In follow-up experiments conducted by Zheng-Li Shi of the Wuhan Institute of Virology and Linfa Wang of Duke University-National University of Singapore, spike proteins demonstrating “high risk” for human infection would be artificially combined with other bat coronavirus “backbones,” creating entirely new and potentially dangerous coronaviruses, which would then be tested for human infection by Ralph Baric of the University of North Carolina.
Another “smoking gun” for the laboratory origin of COVID-19 is the presence of the furin polybasic cleavage site in the virus (PRRA).
It is a four amino acid sequence, which does not exist in any of hundreds of close bat coronaviruses relatives from which COVID-19 could have evolved.
The enzyme furin is ubiquitous in the human body and it has long been known that the presence of furin polybasic cleavage sites in viruses facilitates viral entry and replication in human cells, thereby increasing transmissibility and pathogenicity.
The presence of the furin polybasic cleavage site can also help explain why the COVID-19 virus can attack multiple human organ systems.
Chinese People’s Liberation Army scientists, Shibo Jiang and Shuwen Liu, demonstrated the artificial insertion of furin cleavage sites in 2013.
As stated in a May 18, 2021 Gateway Pundit article, the artificial insertion of the furin polybasic cleavage site into a bat coronavirus backbone was likely done under the supervision of Shibo Jiang in coordination with his military-trained colleague Shuwen Liu and others at the School of Pharmaceutical Science, Southern Medical University, Guangzhou, China.
Again, the 2018 DEFUSE research grant application explicitly states the applicants’ intention to artificially insert furin polybasic cleavage sites into high abundance, but low risk bat coronaviruses found in China and testing the ability of those laboratory-created viruses to infect human cells:
We will analyze all SARS-CoV gene sequences for appropriately conserved proteolytic cleavage sites in S2 and for the presence of potential furin cleavage sites.

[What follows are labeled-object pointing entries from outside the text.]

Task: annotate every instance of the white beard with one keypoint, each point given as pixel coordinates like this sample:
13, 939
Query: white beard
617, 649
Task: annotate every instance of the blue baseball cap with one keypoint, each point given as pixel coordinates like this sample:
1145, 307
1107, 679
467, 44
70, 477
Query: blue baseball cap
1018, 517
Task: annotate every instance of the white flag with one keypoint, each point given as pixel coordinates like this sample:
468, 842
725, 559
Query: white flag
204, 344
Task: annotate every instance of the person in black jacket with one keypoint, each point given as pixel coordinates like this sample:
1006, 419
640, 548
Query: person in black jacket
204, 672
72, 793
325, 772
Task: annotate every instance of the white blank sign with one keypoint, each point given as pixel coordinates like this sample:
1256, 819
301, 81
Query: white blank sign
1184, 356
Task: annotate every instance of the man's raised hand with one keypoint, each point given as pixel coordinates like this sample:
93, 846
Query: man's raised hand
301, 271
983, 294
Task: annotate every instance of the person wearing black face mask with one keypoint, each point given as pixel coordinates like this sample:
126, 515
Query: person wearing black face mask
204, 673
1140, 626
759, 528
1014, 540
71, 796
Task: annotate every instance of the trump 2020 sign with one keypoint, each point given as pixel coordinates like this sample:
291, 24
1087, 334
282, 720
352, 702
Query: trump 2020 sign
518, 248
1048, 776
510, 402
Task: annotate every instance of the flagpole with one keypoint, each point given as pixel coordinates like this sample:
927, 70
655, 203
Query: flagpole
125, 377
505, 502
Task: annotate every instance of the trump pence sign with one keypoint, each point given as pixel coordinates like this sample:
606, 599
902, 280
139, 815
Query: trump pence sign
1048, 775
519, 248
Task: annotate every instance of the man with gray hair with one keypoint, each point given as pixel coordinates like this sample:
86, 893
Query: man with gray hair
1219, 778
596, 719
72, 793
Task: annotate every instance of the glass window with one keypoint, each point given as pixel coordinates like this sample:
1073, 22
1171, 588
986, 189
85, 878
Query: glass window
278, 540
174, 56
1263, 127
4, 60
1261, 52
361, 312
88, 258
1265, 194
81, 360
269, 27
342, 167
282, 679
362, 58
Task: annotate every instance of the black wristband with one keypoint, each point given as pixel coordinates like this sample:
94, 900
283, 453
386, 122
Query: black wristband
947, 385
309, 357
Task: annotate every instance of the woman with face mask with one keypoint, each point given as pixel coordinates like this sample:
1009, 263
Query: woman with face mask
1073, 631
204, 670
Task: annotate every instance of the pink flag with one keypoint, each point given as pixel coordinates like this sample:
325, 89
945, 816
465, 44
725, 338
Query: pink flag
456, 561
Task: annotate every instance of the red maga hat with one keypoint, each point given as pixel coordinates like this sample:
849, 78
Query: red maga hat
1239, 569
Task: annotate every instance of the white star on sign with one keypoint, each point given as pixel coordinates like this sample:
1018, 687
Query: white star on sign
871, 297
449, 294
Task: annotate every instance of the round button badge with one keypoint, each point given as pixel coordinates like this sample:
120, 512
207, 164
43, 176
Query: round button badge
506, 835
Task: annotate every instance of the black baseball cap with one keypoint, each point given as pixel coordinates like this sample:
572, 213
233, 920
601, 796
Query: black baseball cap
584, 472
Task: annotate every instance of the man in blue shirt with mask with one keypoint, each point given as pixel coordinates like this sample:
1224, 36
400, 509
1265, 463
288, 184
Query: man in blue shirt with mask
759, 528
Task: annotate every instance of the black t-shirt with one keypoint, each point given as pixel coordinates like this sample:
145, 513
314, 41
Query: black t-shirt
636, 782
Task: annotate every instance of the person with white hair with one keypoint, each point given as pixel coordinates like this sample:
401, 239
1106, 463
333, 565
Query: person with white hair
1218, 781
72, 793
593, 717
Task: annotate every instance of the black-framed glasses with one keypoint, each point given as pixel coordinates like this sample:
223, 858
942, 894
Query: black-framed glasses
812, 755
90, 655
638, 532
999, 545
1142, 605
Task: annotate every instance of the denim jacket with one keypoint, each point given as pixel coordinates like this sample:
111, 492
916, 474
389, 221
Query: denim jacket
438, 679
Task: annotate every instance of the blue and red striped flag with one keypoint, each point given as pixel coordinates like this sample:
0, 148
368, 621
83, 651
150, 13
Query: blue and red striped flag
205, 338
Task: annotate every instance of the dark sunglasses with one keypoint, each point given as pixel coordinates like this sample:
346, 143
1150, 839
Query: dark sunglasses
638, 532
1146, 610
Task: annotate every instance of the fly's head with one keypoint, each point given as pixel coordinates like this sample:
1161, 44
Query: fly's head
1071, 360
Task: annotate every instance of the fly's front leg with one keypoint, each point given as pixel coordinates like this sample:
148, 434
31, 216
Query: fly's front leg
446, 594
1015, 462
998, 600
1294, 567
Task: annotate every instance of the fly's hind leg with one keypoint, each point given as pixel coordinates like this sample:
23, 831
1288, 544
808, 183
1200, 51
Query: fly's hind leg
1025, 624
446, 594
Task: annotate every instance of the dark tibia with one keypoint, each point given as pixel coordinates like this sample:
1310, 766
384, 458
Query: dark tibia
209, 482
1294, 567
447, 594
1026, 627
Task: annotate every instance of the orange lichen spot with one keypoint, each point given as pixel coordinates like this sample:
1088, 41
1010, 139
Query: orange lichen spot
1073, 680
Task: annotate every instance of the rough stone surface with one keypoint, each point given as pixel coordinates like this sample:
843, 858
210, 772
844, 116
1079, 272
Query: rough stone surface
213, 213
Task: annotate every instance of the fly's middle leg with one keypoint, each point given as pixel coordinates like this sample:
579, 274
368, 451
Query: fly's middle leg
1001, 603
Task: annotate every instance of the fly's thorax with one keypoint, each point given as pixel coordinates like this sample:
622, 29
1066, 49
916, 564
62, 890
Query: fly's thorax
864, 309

SARSr-CoV S with mismatches in proteolytic cleavage sites can be activated by exogenous trypsin or cathepsin L. Where clear mismatches occur, we will introduce appropriate human specific cleavage sites and evaluate growth potential in Vero cells and HAE cultures. In SARS-CoV, we will ablate several of these sites based on pseudotyped particle studies and evaluate the impact of select SARSr-CoV S changes on virus replication and pathogenesis. We will also review deep sequence data for low abundant high risk SARSr-CoV that encode functional proteolytic cleavage sites, and if so, introduce these changes into the appropriate high abundant, low risk parental strain.”
It is important to note that the furin polybasic cleavage site inserted in the COVID-19 virus may have been designed to mutate into a more contagious and pathogenic variants, like the presently dominant Delta variant.
The initial proline (P), having an unusually rigid structure, first mutated in March 2021 to histidine (H) as the UK variant.
In July 2021, the proline mutated in the Delta variant to an arginine (R) residue, from PRRA to RRRA. Arginine is a chemically basic amino acid, which provides the functional elements in furin polybasic cleavage sites. That is, multiple arginines in sequence make the furin polybasic cleavage site more potent.
The new, reportedly highly contagious Omicron variant from South Africa, among other mutations, has a proline to histidine mutation in the furin polybasic cleavage site.